Six years have passed since. The outpouring of sympathy, especially from the rich and powerful Western democracies, ignited hope in the hearts of the devastated Rohingya who found shelter in the refugee camps in Bangladesh and those still remaining in Myanmar in temporary shelters in total segregation from the mainstream life without any rights. Following the February 2021's coup, the Myanmar military again arrested thousands of Rohingya for, what it said, unauthorised travel, blocked the supply of international aid to them and subjected them to all forms of deprivation and torture. Even after the severe cyclonic storm that struck the Rakhine state in mid-May, the Myanmar junta did 'block live-saving humanitarian aid including urgently needed medical care for communities experiencing dengue and malaria outbreak', reports HRW.

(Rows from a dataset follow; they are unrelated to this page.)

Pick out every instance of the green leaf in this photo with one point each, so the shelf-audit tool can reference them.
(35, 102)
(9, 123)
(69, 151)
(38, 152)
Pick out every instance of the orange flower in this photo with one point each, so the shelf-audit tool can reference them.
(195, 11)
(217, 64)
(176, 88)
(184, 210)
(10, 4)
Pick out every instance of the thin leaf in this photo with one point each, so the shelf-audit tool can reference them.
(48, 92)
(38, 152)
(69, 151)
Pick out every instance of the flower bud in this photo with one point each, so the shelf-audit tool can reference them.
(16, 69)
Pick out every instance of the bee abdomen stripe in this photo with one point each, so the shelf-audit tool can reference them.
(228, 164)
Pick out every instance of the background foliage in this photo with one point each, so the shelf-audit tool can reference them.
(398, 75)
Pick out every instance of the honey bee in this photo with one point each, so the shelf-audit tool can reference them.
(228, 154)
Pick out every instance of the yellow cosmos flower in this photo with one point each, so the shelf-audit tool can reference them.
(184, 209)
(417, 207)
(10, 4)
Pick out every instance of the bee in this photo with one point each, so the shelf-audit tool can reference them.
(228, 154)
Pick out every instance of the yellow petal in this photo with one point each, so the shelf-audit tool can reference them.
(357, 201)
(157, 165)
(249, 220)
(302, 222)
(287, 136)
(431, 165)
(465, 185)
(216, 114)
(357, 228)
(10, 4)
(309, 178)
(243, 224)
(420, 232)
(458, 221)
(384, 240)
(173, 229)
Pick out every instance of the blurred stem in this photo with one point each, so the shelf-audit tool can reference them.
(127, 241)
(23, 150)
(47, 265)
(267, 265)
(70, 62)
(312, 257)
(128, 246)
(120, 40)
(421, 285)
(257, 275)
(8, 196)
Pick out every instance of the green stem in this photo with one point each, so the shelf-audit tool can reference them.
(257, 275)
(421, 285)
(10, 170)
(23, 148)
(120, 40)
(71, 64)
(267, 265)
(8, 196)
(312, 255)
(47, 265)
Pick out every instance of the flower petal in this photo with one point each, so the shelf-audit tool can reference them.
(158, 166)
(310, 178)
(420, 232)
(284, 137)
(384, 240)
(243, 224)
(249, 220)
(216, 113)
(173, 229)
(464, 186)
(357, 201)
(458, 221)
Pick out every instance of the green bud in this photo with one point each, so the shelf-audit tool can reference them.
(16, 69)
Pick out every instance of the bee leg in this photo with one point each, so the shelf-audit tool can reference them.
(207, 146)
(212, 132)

Here on the other side of the border in Bangladesh, the aid flow for the Rohingya in the refugee camps of Cox's Bazar has been gradually petering out. 'The 2023 UN Joint Response Plan for the Rohingya humanitarian crisis has received less than one third of the USD876 million' sought from donors, adds the HR report. As a result, since February this year, the World Food Programme (WFP) has cut back on food rations for the Rohingya. Their monthly ration has come down from USD12 to USD8. Small wonder that malnutrition is endemic among the residents of the refugee camps. With no assured source of sustenance, no medicare, no work, no future for their children, even no possibility of return to their homeland anytime soon, what is then the future of the Rohingya? Many have already lost their lives during their dangerous journey on boats across the sea to Malaysia and Indonesia. No one wants these stateless, homeless people.
Following the mass exodus of Rohingya people from their homeland in November, 2017, the then-Myanmar government led by Aung San Suu Kyi signed a bilateral agreement with Bangladesh for repatriation of, what they (Suu Kyi's government) said, 'displaced Myanmar nationals'. Understandably, China was behind that move. But things did not progress much due to insincerity of both Suu Kyi's government and the military government that usurped power in Naypyidaw in February 2021. Clearly, it was a stratagem by the successive Myanmar governments to hoodwink the international community. In fact, the Myanmar generals who carried out the Rohingya massacre were facing the charge of crime against humanity at the International Court of Justice (ICJ). So, they needed a ploy to show a human face to the world. The UN Security Council (UNSC), too, could not do anything to hold the Myanmar government to account. The UNSC cannot reach any consensus on the issue because its important members including China, Russia and India have friendly relations with the Myanmar junta.
Bangladesh has been playing host to the Rohingya fleeing Myanmar authorities' persecution since the 1960s after the military toppled the elected government in Rangoon and denied Rohingya people their citizenship. August 2017 only saw the largest such flight of the Rhingya from Myanmar to Bangladesh.
So far, the international community has been very appreciative of Bangladesh's generosity. The US Secretary of State Antony Blinken on Friday (August 25, 2023) expressed his government's deep gratitude to Bangladesh government and its people for giving shelter and refuge to nearly one million Rohingya.
But itself a densely populated country with its limited resources and environmental issues, how long can Bangladesh be expected to remain generous? US sanctions and visa restrictions on Myanmar's generals and entities alone are not enough. Stronger and more concerted actions from the international community are required to make the Myanmar junta see reason.
The Rohingya, practically forgotten by the rest of the world, are also losing patience every passing day.